Cloning and developmental expression of the sucrose-phosphate-synthase gene from spinach.

作者信息

Klein R R, Crafts-Brandner S J, Salvucci M E

机构信息

USDA-ARS, University of Kentucky, Lexington 40546-0076.

出版信息

Planta. 1993;190(4):498-10. doi: 10.1007/BF00224789.

DOI:10.1007/BF00224789
PMID:7763823
Abstract

A 561-base-pair (bp) polymerase-chain-reaction (PCR) product of sucrose-phosphate synthase (SPS) was amplified using degenerate oligonucleotide primers corresponding to tryptic peptides of SPS (EC 2.4.1.14) from spinach (Spinacia oleracea L). Crucial to the primer specificity and the synthesis of the 561-bp product was the use of primer pools in which the number of degenerate primer species was limited. A full-length cDNA was subsequently obtained by screening a cDNA bacteriophage library with the 561-bp product of SPS and 5' PCR-RACE (Rapid Amplification of cDNA Ends). The 3530-bp cDNA of SPS encoded for a 1056-amino-acid polypeptide of predicted molecular mass of 117 kDa. The deduced amino-acid sequence of spinach SPS showed regions of strong homology with SPS from maize (A.C. Worrell et al., 1991, Plant Cell 3, 1121-1130); amino-acid identity was 54% over the entire protein. Western and Northern analyses of root, petiole and spinach leaf tissue showed that SPS was expressed in an organ-specific manner, being predominantly localized in the leaf.

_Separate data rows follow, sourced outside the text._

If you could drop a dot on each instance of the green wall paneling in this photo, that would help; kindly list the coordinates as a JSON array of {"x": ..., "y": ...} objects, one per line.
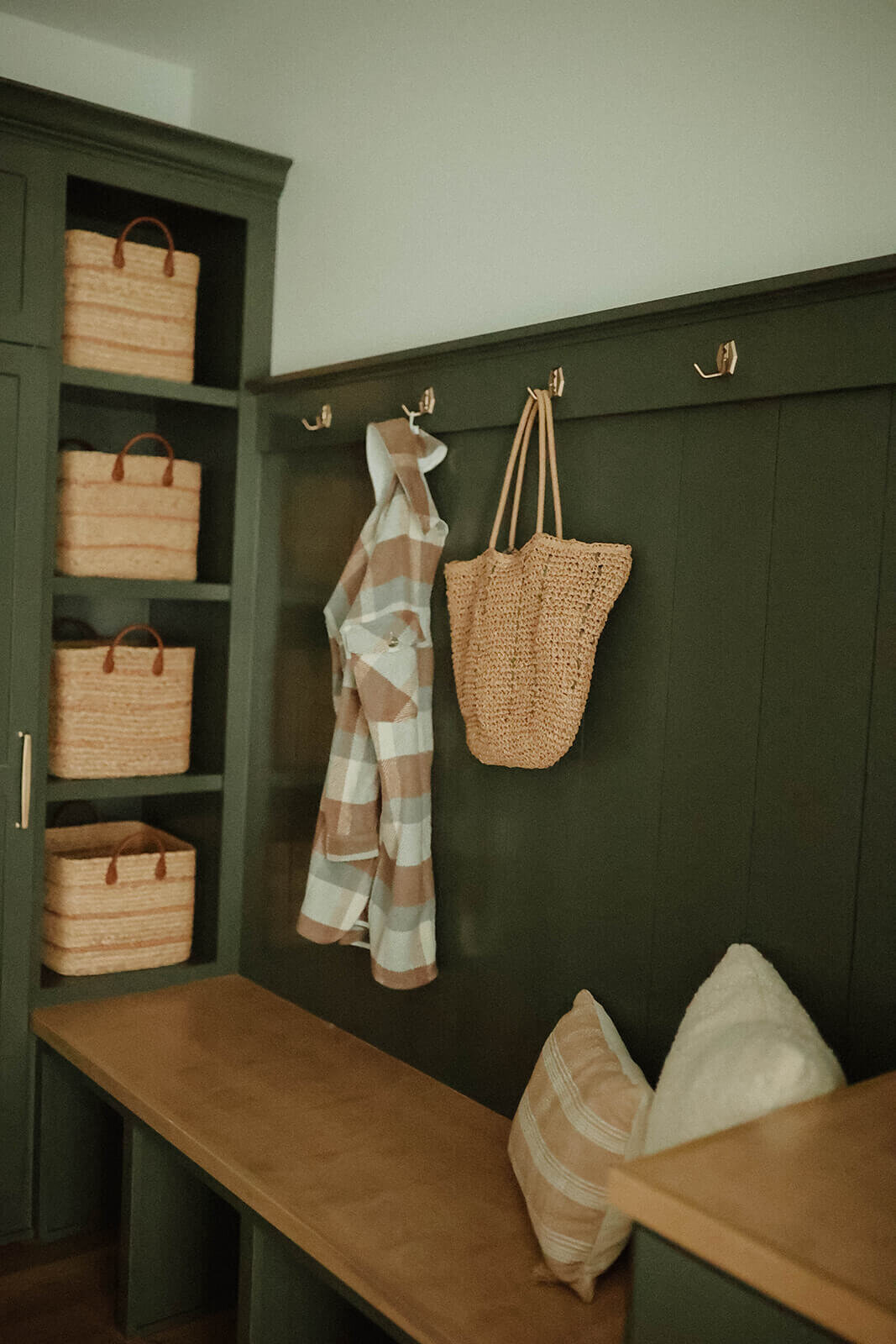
[
  {"x": 680, "y": 820},
  {"x": 678, "y": 1299},
  {"x": 872, "y": 995},
  {"x": 817, "y": 680},
  {"x": 78, "y": 1153},
  {"x": 179, "y": 1240}
]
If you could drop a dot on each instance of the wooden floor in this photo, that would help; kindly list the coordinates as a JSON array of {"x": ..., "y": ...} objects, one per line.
[{"x": 63, "y": 1294}]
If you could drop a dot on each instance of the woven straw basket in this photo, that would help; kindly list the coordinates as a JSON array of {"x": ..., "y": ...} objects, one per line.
[
  {"x": 129, "y": 308},
  {"x": 140, "y": 522},
  {"x": 526, "y": 624},
  {"x": 107, "y": 909},
  {"x": 118, "y": 711}
]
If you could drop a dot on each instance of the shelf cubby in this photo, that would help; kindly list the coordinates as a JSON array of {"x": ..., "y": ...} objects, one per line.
[{"x": 217, "y": 239}]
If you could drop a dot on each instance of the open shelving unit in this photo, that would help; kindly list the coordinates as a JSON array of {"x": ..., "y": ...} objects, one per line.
[{"x": 204, "y": 423}]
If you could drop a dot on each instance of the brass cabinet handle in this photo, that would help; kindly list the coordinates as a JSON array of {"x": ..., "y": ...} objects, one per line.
[{"x": 26, "y": 783}]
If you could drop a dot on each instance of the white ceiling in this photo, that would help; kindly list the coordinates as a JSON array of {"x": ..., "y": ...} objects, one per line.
[{"x": 170, "y": 30}]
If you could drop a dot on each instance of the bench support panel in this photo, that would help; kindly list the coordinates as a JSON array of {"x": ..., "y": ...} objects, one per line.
[
  {"x": 678, "y": 1299},
  {"x": 177, "y": 1249},
  {"x": 285, "y": 1301},
  {"x": 78, "y": 1153}
]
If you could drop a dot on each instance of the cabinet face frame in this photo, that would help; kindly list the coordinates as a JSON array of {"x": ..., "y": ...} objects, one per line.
[{"x": 23, "y": 441}]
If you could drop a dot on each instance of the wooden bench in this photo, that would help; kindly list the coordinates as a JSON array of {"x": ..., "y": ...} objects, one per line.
[
  {"x": 396, "y": 1189},
  {"x": 799, "y": 1206}
]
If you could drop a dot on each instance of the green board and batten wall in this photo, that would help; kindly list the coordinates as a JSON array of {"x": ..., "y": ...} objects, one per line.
[{"x": 732, "y": 774}]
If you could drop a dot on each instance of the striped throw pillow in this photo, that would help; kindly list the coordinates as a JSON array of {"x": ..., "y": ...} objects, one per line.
[{"x": 584, "y": 1112}]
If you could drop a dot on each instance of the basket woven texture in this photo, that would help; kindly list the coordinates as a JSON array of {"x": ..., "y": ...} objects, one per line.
[
  {"x": 130, "y": 308},
  {"x": 118, "y": 711},
  {"x": 526, "y": 624},
  {"x": 134, "y": 522},
  {"x": 112, "y": 911}
]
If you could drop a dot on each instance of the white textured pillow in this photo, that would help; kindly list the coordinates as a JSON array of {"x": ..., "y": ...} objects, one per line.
[{"x": 745, "y": 1047}]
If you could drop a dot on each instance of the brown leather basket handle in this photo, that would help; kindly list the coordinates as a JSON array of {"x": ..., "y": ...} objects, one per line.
[
  {"x": 118, "y": 468},
  {"x": 159, "y": 665},
  {"x": 80, "y": 443},
  {"x": 118, "y": 255},
  {"x": 112, "y": 871}
]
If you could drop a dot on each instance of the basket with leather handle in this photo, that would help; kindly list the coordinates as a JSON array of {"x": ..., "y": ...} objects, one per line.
[
  {"x": 118, "y": 895},
  {"x": 526, "y": 622},
  {"x": 130, "y": 308},
  {"x": 118, "y": 711},
  {"x": 127, "y": 517}
]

The accumulation of SPS protein and mRNA during leaf development coincided with the early rapid phase of leaf expansion and the apparent transition of the leaf from sink to source status. Levels of SPS mRNA and protein were reduced during the acclimation of leaves to low-irradiance conditions. Transfer of low-irradiance-adapted leaves to higher-irradiance conditions resulted in a gradual increase in SPS protein and mRNA. Diurnal changes in irradiance did not alter SPS protein or transcript levels, indicating that short-term regulation of SPS primarily involves a modulation of enzyme activity.

摘要

使用与菠菜(Spinacia oleracea L)中蔗糖磷酸合酶(SPS,EC 2.4.1.14)胰蛋白酶肽段对应的简并寡核苷酸引物,扩增出一段561个碱基对(bp)的蔗糖磷酸合酶聚合酶链反应(PCR)产物。使用简并引物种类数量有限的引物池对于引物特异性和561 bp产物的合成至关重要。随后,通过用SPS的561 bp产物和5' PCR-RACE(cDNA末端快速扩增)筛选cDNA噬菌体文库,获得了全长cDNA。SPS的3530 bp cDNA编码一个预测分子量为117 kDa的1056个氨基酸的多肽。菠菜SPS推导的氨基酸序列显示出与玉米SPS有高度同源区域(A.C. Worrell等人,1991年,《植物细胞》3,1121 - 1130);整个蛋白质的氨基酸同一性为54%。对根、叶柄和菠菜叶组织的蛋白质免疫印迹和Northern分析表明,SPS以器官特异性方式表达,主要定位于叶片中。叶片发育过程中SPS蛋白和mRNA的积累与叶片早期快速扩展阶段以及叶片从库到源状态的明显转变相一致。叶片适应低光照条件期间,SPS mRNA和蛋白质水平降低。将适应低光照的叶片转移到高光照条件下,导致SPS蛋白和mRNA逐渐增加。光照的昼夜变化不会改变SPS蛋白或转录本水平,表明SPS的短期调节主要涉及酶活性的调节。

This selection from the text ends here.